At trial, the judge proposed jury instructions on “mitigation” about Mr. Smith’s low IQ and childhood problems that were not sufficient under a recent US Supreme Court decision. Mr. Smith’s counsel did not ask for a curative instruction, because that would have involved jury focus on the viciousness of this murder.
The Supreme Court reversed Smith’s death penalty once, and remanded the case to the Texas criminal appeals court. It reviewed the case, and reinstated the death penalty, because his counsel had not preserved the issue for review. The US Supreme Court then reversed again, and forced a new penalty phase hearing for this murderer.
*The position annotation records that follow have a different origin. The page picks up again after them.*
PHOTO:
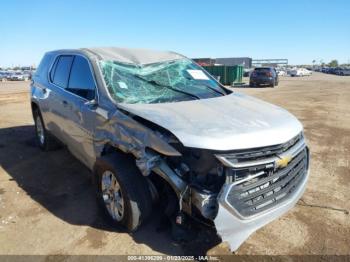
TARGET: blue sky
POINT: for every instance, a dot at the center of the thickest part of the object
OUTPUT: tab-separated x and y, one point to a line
300	30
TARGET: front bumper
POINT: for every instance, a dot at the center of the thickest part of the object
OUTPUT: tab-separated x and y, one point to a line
235	229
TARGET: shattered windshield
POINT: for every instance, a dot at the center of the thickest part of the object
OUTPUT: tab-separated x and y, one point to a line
171	81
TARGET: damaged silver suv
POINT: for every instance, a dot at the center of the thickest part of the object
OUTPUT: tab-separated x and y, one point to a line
154	126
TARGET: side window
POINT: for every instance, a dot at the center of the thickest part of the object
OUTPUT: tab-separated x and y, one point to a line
61	71
81	81
43	66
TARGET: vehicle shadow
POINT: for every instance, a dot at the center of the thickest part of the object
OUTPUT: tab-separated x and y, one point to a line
62	185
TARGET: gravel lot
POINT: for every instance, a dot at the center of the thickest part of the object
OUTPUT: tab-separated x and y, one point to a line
47	203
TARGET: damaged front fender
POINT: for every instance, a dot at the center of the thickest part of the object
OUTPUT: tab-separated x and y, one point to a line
123	132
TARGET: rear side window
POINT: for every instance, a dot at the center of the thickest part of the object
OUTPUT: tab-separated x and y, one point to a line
61	71
81	81
43	66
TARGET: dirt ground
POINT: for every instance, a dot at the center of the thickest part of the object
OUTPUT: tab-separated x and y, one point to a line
47	203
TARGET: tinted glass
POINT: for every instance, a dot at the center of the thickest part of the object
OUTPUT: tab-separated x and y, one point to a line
81	81
44	66
62	71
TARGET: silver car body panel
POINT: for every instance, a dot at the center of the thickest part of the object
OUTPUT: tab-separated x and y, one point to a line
231	122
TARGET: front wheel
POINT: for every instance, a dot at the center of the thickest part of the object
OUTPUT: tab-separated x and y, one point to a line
122	191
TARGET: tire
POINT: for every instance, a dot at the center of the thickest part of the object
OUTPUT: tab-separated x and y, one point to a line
43	138
131	204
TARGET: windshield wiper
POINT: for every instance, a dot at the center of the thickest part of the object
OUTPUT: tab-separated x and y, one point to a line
167	86
207	86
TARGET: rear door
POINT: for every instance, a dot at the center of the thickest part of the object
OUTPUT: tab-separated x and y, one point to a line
79	111
54	116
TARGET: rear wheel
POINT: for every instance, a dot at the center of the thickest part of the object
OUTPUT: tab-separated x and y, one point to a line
122	191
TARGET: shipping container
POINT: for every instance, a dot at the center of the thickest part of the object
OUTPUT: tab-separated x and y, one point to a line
227	75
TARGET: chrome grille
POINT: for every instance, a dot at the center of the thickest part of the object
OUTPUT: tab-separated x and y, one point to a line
258	185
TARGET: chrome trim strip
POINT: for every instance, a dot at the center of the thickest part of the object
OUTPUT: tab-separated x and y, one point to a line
296	149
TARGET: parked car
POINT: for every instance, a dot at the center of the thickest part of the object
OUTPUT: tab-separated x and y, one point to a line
342	71
299	72
3	76
263	76
153	126
281	73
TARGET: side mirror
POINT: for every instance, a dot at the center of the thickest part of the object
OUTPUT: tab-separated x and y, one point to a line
91	103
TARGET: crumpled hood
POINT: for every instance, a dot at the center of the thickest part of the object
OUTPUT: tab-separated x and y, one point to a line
235	121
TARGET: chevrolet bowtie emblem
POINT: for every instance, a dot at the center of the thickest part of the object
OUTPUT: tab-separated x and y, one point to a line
283	162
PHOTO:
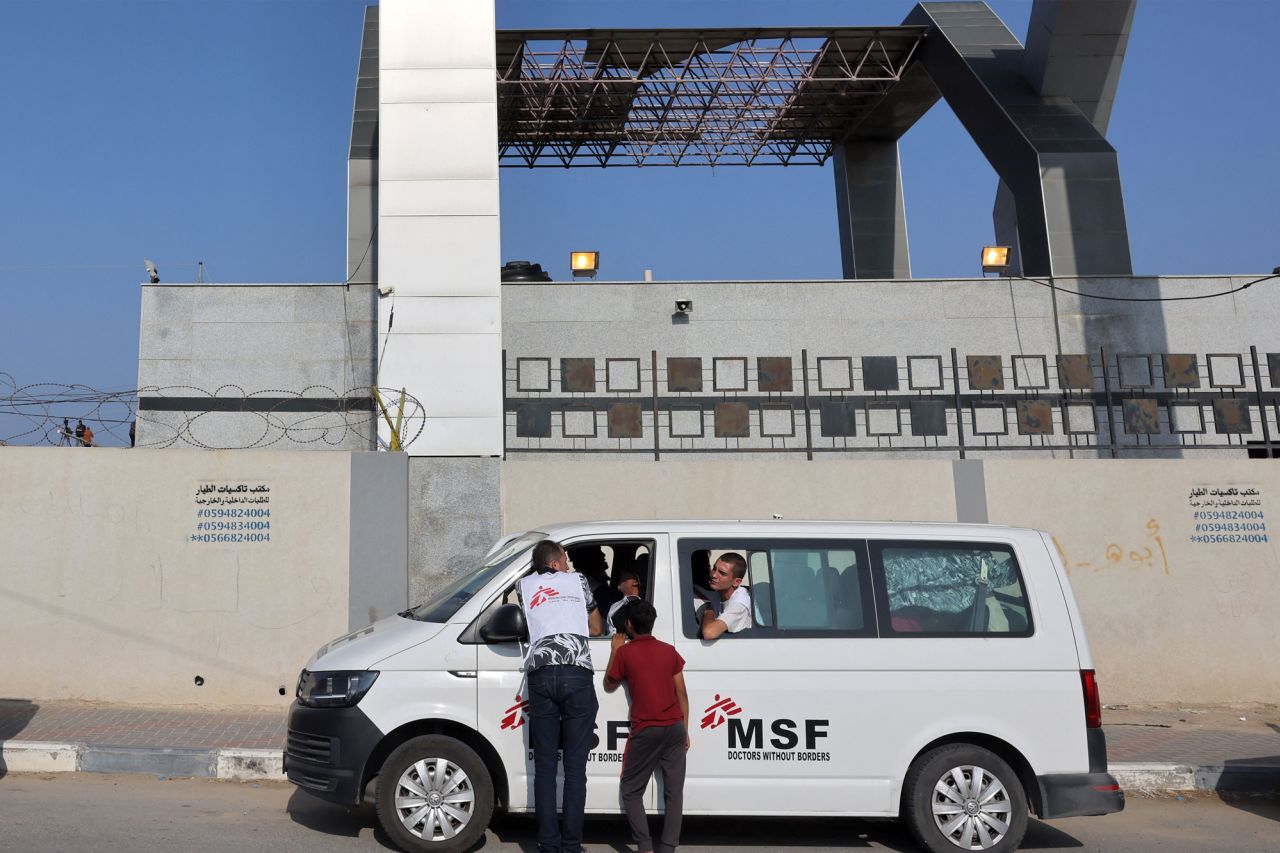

The bottom line is that the ACLU wants to have a murderer like this retried again and again, until possibly he avoids the death penalty altogether. That is not the view of the American people. And that is not the view of four current Justices on the Court.
On the same day, two other Texas murderers, with similar histories of viciousness, also had their death penalties reversed by the Court on the same 5-4 votes between the Opinions and the Dissents.